Nada há de ser pleno nesta vida: nem o bem nem o amor

A plenitude é uma utopia. Nada haverá de ser pleno, pelo menos não nessa existência. Talvez por um milésimo de segundo se possa sentir o hálito da plenitude de um sentimento como a alegria, mas a precisão de sua lembrança é tão frágil e evanescente quanto a de um sonho bom.

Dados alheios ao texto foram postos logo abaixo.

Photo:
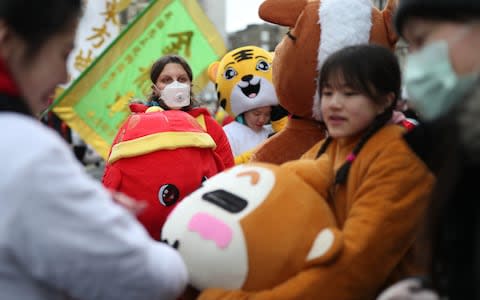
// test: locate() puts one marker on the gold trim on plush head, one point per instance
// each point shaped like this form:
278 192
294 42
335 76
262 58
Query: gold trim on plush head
160 141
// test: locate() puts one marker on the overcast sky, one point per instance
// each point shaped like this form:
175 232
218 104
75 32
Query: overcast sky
240 13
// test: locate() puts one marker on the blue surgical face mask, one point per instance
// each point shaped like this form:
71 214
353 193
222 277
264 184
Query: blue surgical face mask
431 82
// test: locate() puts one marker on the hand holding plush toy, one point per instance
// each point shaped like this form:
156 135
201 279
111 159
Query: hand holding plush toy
258 230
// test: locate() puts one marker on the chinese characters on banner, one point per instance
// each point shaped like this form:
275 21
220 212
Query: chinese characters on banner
96 104
97 29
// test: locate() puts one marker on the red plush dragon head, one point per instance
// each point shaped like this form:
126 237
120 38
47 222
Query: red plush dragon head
160 157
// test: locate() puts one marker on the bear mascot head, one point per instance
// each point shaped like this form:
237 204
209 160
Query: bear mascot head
159 157
255 227
317 28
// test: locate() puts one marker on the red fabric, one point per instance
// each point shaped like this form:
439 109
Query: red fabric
7 85
215 130
156 176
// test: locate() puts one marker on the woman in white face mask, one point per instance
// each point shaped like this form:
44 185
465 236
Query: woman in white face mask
172 78
442 79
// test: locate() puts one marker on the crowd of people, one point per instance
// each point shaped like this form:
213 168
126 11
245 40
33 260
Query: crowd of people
402 196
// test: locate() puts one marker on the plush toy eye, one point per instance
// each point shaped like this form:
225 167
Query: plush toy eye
168 194
230 73
262 65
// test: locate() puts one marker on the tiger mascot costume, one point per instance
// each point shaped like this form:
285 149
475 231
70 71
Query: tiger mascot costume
243 81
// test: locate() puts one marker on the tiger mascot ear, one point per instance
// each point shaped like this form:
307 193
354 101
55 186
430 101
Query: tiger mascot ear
212 71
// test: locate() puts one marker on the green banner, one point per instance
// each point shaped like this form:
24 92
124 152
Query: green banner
96 104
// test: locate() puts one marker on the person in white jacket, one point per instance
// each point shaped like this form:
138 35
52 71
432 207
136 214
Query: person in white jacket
61 234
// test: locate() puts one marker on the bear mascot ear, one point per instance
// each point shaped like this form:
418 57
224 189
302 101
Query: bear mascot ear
287 16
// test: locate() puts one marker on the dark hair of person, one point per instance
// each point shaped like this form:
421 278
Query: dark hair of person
157 69
370 70
37 21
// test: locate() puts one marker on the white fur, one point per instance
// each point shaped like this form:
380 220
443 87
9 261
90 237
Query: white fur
343 23
322 244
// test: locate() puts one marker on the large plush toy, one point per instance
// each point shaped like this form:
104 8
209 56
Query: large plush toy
258 230
317 29
160 157
243 81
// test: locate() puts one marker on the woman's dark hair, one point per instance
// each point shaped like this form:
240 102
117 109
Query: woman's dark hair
371 70
157 69
37 21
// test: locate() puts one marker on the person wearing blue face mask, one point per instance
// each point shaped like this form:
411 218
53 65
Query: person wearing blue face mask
442 78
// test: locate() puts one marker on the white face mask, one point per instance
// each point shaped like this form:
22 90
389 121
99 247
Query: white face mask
176 95
432 83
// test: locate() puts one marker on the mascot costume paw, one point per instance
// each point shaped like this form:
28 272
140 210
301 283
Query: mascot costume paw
258 231
160 157
317 29
243 81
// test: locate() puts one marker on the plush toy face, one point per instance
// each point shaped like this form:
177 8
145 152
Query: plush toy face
160 157
317 29
248 228
243 79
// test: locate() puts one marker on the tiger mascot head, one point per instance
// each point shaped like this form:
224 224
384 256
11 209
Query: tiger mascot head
243 80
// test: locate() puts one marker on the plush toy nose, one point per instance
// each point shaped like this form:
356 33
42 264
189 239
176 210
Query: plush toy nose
211 228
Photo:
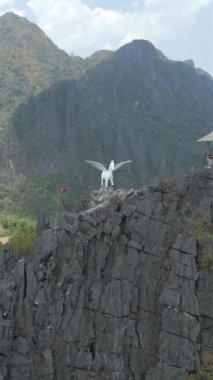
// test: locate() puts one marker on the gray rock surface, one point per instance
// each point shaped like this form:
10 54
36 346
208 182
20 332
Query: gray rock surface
114 292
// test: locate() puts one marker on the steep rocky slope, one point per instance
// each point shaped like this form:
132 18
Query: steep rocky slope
135 105
118 290
30 62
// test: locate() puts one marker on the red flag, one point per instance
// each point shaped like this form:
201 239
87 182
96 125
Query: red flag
63 189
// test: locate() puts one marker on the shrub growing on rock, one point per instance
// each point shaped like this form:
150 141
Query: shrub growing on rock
21 240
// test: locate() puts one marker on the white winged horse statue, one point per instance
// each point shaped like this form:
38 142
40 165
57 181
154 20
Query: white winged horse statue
107 175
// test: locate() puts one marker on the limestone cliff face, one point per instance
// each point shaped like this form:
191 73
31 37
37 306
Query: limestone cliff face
113 292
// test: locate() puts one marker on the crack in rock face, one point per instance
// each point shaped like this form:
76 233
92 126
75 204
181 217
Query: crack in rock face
113 290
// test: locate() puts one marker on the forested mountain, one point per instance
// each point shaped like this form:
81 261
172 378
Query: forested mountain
133 104
30 63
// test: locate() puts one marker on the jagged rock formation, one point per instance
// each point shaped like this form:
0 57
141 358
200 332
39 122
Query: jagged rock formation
115 291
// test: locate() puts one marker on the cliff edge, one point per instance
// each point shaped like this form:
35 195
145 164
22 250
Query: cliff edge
117 291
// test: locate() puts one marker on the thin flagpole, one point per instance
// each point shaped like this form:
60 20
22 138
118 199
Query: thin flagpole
57 208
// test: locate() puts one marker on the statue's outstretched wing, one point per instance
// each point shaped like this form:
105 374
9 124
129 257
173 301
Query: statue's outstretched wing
118 166
97 165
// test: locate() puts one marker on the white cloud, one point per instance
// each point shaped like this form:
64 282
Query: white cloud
78 28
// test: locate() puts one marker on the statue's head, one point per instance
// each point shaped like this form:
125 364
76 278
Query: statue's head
112 165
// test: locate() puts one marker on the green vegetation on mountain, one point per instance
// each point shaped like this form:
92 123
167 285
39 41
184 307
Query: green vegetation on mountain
30 63
135 105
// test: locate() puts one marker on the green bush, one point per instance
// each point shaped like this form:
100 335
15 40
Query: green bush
21 240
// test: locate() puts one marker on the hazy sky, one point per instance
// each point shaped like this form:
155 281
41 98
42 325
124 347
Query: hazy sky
182 29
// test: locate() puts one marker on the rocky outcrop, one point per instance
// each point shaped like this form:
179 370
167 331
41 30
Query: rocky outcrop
114 291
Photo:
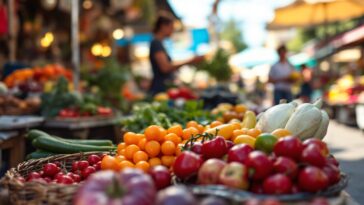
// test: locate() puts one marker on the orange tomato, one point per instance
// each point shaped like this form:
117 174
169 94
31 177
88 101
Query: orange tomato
125 164
179 149
120 158
140 156
168 148
141 143
121 146
162 134
130 151
152 132
254 132
143 165
168 160
176 129
154 161
215 124
200 128
173 137
109 162
152 148
192 124
188 132
130 138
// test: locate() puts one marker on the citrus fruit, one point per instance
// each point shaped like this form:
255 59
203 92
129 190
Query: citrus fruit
265 142
152 148
245 139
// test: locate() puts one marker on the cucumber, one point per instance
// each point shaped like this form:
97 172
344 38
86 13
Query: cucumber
33 134
86 142
48 143
39 154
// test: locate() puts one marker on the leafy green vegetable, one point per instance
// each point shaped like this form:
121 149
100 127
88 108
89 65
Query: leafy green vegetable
160 113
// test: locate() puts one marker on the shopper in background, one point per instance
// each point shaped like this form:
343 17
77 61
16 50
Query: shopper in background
280 76
163 68
306 87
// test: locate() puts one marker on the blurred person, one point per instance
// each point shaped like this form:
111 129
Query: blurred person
306 87
280 77
162 65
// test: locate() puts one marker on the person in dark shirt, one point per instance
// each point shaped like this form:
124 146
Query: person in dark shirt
161 62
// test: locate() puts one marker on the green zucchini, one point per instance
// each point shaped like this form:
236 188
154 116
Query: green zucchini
33 134
86 141
48 143
39 154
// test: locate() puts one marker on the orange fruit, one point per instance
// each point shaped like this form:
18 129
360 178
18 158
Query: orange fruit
130 138
168 160
162 134
200 128
152 148
140 156
245 139
188 132
125 164
130 151
154 161
215 124
192 124
176 129
254 132
240 108
143 165
152 132
173 137
141 143
109 162
179 149
120 158
168 148
281 133
140 136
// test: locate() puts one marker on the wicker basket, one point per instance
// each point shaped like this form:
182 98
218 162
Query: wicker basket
30 193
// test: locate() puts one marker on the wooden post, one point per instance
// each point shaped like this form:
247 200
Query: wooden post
75 43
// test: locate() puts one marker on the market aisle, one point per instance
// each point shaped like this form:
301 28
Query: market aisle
347 143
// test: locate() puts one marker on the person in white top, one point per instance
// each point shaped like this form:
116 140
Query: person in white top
280 76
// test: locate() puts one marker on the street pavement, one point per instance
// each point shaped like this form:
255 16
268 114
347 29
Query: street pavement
347 145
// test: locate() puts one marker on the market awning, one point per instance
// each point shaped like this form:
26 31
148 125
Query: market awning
303 13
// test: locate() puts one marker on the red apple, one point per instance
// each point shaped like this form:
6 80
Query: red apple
285 165
277 184
261 165
322 145
288 147
210 171
333 173
234 175
161 176
312 179
313 156
239 153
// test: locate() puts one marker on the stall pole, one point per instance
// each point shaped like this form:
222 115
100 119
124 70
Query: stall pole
12 30
75 44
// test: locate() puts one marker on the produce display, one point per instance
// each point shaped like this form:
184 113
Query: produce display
33 79
57 172
48 145
63 103
161 114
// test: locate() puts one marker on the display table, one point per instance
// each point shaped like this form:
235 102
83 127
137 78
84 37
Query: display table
85 127
12 129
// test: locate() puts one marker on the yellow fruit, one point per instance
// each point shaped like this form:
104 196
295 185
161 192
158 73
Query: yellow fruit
245 139
281 133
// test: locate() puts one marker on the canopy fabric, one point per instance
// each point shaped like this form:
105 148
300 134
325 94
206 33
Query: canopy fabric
303 13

Na estreia da seleção brasileira, enquanto os fogos espocavam no céu verde e amarelo depois do segundo (e espetacular) gol do “Pombo” Richarlison, em frente à minha casa, do outro lado da rua, onde há um “lar para idosos”, uma ambulância do SUS, com luzes intermitentes acionadas, constatava o falecimento de um dos anciãos que lá morava. Logo chegaram os familiares e a alegria da estreia bem-sucedida, que empolgava o país, se contrapunha às lágrimas que derramavam.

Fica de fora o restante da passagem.